As Spano explains, "Part of it depends on the person and what they're habitually used to. The reason it's a little bit better for some to have more meals—let's say three, four, or five meals a day—is that they may feel like their blood sugar levels are more steady. That pattern of more meals is better for muscle tissue, too, since you're getting a certain amount of protein per meal and protein every three to five hours or so."
4. Tweak Your Snacking Habits.
Spano and Heimowitz say that even small changes to your food habits can make a big difference in your energy levels throughout the day. Below, some of their suggestions on what to eat and what to avoid:
Spano: "Choose more fibers like multi-grains or whole grains or whole wheat and then add a peanut butter, almond butter, or the famous avocado toast. Add something on there, protein and especially fat, that'll slow down digestion of the carbohydrates."

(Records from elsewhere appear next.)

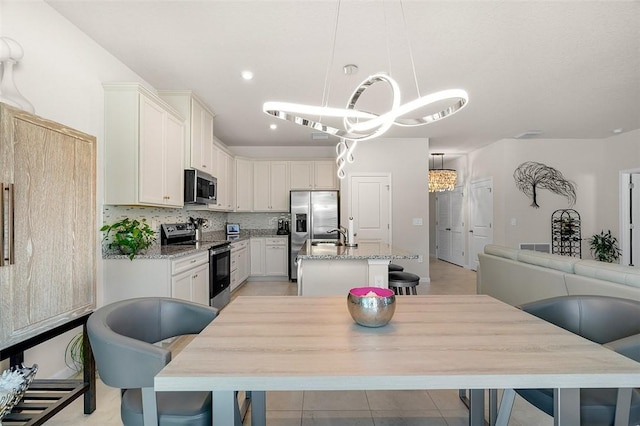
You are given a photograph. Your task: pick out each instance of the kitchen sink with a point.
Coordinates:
(326, 243)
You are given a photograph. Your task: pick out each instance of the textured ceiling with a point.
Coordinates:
(570, 69)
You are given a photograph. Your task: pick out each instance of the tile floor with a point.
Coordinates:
(341, 408)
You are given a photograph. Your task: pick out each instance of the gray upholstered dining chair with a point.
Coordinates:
(610, 321)
(122, 337)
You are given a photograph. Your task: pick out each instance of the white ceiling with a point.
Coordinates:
(568, 68)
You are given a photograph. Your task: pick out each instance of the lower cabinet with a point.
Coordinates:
(240, 263)
(269, 256)
(182, 278)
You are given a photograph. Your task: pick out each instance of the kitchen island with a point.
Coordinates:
(326, 269)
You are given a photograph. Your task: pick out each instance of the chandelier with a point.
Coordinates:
(441, 179)
(360, 125)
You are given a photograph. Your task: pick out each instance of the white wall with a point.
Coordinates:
(406, 160)
(61, 74)
(592, 164)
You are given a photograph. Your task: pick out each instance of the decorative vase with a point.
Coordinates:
(10, 53)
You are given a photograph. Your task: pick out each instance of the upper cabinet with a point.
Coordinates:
(271, 186)
(144, 148)
(244, 185)
(223, 171)
(313, 175)
(199, 131)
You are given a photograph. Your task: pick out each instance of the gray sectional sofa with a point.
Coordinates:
(521, 276)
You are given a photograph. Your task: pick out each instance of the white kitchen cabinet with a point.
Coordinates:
(324, 175)
(271, 186)
(192, 285)
(275, 256)
(257, 256)
(185, 278)
(244, 185)
(301, 175)
(240, 263)
(308, 175)
(198, 131)
(224, 173)
(144, 148)
(269, 256)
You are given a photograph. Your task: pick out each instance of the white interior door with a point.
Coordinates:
(370, 207)
(480, 218)
(449, 226)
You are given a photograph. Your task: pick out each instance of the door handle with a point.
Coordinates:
(7, 234)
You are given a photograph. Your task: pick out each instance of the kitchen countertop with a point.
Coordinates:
(158, 251)
(364, 250)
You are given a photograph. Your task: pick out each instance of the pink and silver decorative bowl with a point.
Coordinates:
(371, 306)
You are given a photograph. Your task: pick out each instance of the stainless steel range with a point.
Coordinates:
(184, 234)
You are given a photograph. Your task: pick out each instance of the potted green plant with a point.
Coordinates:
(128, 236)
(604, 247)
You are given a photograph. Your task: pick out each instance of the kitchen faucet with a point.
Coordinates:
(342, 231)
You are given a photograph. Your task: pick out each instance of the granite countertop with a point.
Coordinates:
(364, 250)
(158, 251)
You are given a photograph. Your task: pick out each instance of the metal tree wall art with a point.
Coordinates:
(530, 176)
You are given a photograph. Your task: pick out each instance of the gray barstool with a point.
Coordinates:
(406, 280)
(395, 268)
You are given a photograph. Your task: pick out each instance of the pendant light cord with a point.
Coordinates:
(406, 34)
(327, 81)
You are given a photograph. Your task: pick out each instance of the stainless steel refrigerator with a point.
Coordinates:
(313, 215)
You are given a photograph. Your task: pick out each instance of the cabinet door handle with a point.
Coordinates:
(7, 234)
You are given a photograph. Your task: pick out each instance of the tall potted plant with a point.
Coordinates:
(128, 236)
(604, 247)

Heimowitz: "For breakfast, instead of having low-fat yogurt with added fruit and sugar, have a full-fat Greek yogurt and add berries and nuts to it. Instead of having orange juice, have unsweetened tea. Or even have a whole milk instead of juice. Watch what you drink. Even your choice of fruits could be simple replacements. Instead of having bananas, have berries."
Heimowitz: "A snack could be almond butter in a celery stalk or on an apple slice. Or, you could make cucumber boats filled with tuna. Or, you could have hummus with vegetables or kale chips. And then for dinner you have something like parmesan chicken with a cauliflower bake or tacos with fresh guacamole. Using lettuce cups instead of bread could be a good substitute, too."